# Is mechanical energy conserved in all Inertial frames? (Newtonian Mechanics)

TLDR: In Newtonian mechanics the change in potential energy is frame independent and, in the absence of dissipation, total mechanical energy is conserved in all frames. The confusion you are encountering is not due to any problem with the definition of potential energy or mechanical energy, it is due to not considering the total mechanical energy.

Unfortunately, I must disagree with the other answer. This is a confusing topic, but it is incorrect that:

the work done by gravity (which is now also the change in potential energy)

The change in potential energy remains $mg\Delta h$ (where $h$ is the separation) although the work done by gravity does not. The potential energy must remain the same or you could create a perpetual motion machine by for example compressing a spring at rest and then releasing it while moving.

Let's investigate this more fully. For small changes in separation, $\Delta h$ between the ball and the earth the change in gravitational potential energy is $\Delta U = mg\Delta h$. Note that this potential energy does not belong to the ball itself, but rather to the ball-earth system. In other words, $\Delta h$ is not a property of the ball only, but a property of the ball-earth system, the configuration of the two. That means that if you are considering the gravitational potential energy then you must consider the entire system of both the ball and the earth. The other analyses omitted the earth.

The mechanical energy is the sum of the kinetic energy of the Earth, the kinetic energy of the ball, and the potential energy, $E=T_E+T_B+U$, where $T_E=\frac{1}{2}M V^2$, $T_B=\frac{1}{2} m v^2$, and $U=mgh$. In a frame where the earth and ball are initially moving at $u$ it can be shown that $$T_E(t)=\frac{1}{2}Mu^2+mgut+\frac{1}{2}\frac{m^2}{M}g^2 t^2$$ $$T_B(t)=\frac{1}{2}mu^2-mgut+\frac{1}{2}mg^2 t^2$$ $$U(t)=mgh_0 - \frac{1}{2}\left(\frac{m^2}{M}+m\right)g^2 t^2$$ $$E(t)=\frac{1}{2}(m+M)u^2+mgh_0=const.$$ So the total mechanical energy $E=T_E+T_B+U$ is conserved, but $T_B+U$ is not.

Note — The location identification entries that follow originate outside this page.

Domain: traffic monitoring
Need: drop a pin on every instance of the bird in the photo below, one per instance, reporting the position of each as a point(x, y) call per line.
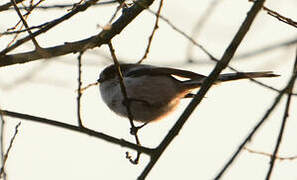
point(154, 92)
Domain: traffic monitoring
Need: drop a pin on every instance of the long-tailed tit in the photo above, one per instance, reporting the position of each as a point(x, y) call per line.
point(153, 92)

Given this, why is it that we can get away with using only $T_B+U$ in the frame where $u=0$? Note, if $m\ll M$ then the last term of $T_E$ drops out and it simplifies to $$T_E=\frac{1}{2}Mu^2+mgut$$ This is non-zero except in the case where $u=0$ and more importantly it changes over time if $u\ne 0$. So we can get away with the "cheat" because the Earth is much more massive than the ball and so that leads to $T_E=0=const.$ but only in the frame where $u=0$.

Normally we say that the change in potential energy of an object is $mg$ times the change in height, and we equate this change in potential energy with the work done by gravity on that object. This is true in a frame of reference which is stationary (or, at least, has zero vertical velocity) with respect to the earth - which is why it is very convenient to work in such a frame of reference, and we almost always do so.

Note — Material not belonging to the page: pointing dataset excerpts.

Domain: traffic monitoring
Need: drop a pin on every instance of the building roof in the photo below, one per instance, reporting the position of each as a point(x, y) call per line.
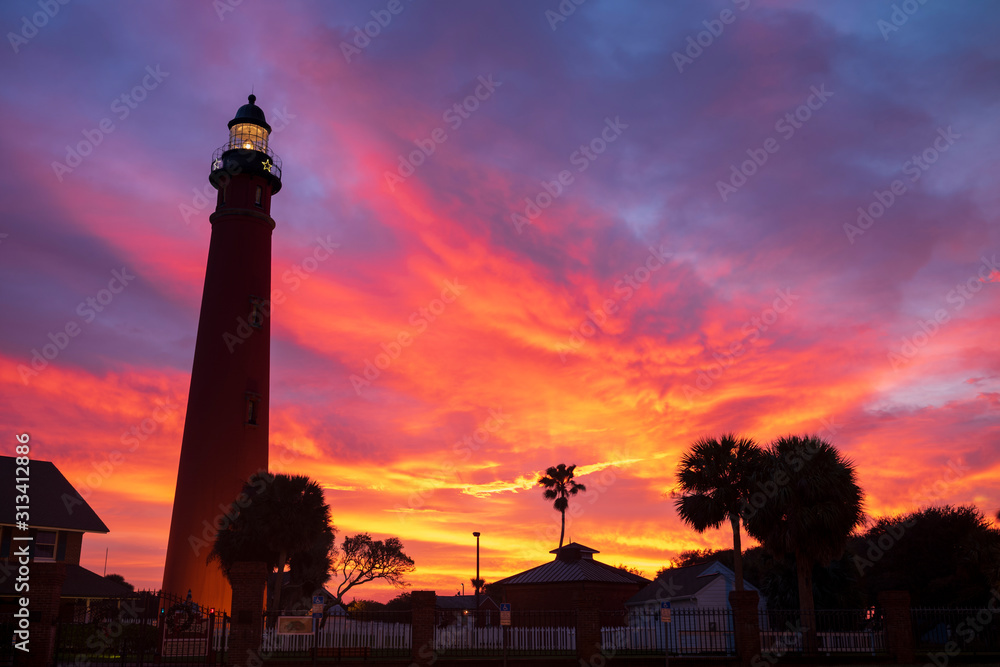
point(80, 583)
point(574, 562)
point(683, 582)
point(464, 602)
point(54, 501)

However, in a frame of reference which has a non-zero vertical velocity with respect to the earth, $mg \Delta h$ is no longer equal to the work done by gravity, and we must go back to first principles.

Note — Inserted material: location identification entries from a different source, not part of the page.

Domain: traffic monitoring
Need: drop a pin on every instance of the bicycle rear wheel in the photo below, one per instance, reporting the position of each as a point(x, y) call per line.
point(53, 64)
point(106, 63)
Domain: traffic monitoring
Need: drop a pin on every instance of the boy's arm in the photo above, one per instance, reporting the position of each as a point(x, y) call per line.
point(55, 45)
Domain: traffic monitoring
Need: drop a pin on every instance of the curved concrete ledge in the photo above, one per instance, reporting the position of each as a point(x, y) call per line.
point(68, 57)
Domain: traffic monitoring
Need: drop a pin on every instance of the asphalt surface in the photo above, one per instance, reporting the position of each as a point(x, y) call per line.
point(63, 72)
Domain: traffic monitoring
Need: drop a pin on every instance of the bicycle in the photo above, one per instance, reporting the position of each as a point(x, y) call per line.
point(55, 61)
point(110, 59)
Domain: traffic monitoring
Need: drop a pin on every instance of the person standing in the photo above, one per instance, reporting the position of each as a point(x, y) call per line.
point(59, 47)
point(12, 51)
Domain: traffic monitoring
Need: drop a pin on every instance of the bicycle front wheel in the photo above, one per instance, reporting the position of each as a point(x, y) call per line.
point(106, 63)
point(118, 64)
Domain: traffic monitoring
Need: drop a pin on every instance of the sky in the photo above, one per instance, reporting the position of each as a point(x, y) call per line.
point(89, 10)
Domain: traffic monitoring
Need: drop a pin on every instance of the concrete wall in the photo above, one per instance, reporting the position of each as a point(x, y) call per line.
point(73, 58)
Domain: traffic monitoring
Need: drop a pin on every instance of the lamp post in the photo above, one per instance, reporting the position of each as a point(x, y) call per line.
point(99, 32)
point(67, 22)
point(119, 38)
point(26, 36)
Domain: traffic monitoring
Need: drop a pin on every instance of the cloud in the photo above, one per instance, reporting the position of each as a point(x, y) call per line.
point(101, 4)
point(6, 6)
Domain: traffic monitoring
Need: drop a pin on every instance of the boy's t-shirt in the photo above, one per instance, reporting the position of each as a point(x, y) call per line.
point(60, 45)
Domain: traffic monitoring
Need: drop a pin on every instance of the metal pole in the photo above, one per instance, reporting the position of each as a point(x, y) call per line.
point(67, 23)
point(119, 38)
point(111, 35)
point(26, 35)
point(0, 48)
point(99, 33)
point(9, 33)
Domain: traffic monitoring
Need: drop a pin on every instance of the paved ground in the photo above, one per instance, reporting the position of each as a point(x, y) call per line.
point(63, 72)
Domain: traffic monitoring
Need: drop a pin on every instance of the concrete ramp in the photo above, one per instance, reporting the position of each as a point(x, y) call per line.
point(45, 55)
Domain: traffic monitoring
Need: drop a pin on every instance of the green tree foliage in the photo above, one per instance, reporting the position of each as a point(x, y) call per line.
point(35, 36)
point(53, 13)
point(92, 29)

For example, if an object with mass $m$ has initial velocity $u$ (upwards) with respect to the earth, then we could work in a frame of reference in which the object is initially stationary. We know that in this frame of reference the object's velocity at time $t$ is $-gt$, so its change in kinetic energy is $ \frac 1 2 m g^2 t^2$. Its displacement at time $t$ is $-\frac 1 2 g t^2$, so the work done by gravity on the object is

$(-mg) \times (- \frac 1 2 g t^2) = \frac 1 2 m g^2 t^2$

and so we see that the work done by gravity is equal to the change in kinetic energy, as we expect.

Alternatively, we could work in a frame of reference that is stationary with respect to the earth. In this frame the object has an initial kinetic energy of $\frac 1 2 mu^2$ and a final kinetic energy of $\frac 1 2 m (u-gt)^2$, so the change in kinetic energy is

$\frac 1 2 m \left( (u-gt)^2 - u^2 \right) = \frac 1 2 mg^2 t^2 - mugt$

In this frame the displacement of the object at time $t$ is $ut - \frac 1 2 gt^2$ so the work done by gravity (which is now also the change in potential energy) is

$(-mg) \times (ut - \frac 1 2 gt^2) = \frac 1 2 mg^2t^2 - mugt$

and, once again, we see that the work done by gravity is equal to the change in kinetic energy.

So the principle that the work done by gravity is equal to the change in kinetic energy (in the absence of friction or other dissipative forces) is true in both frames, although the value on each side of the equation is frame dependent.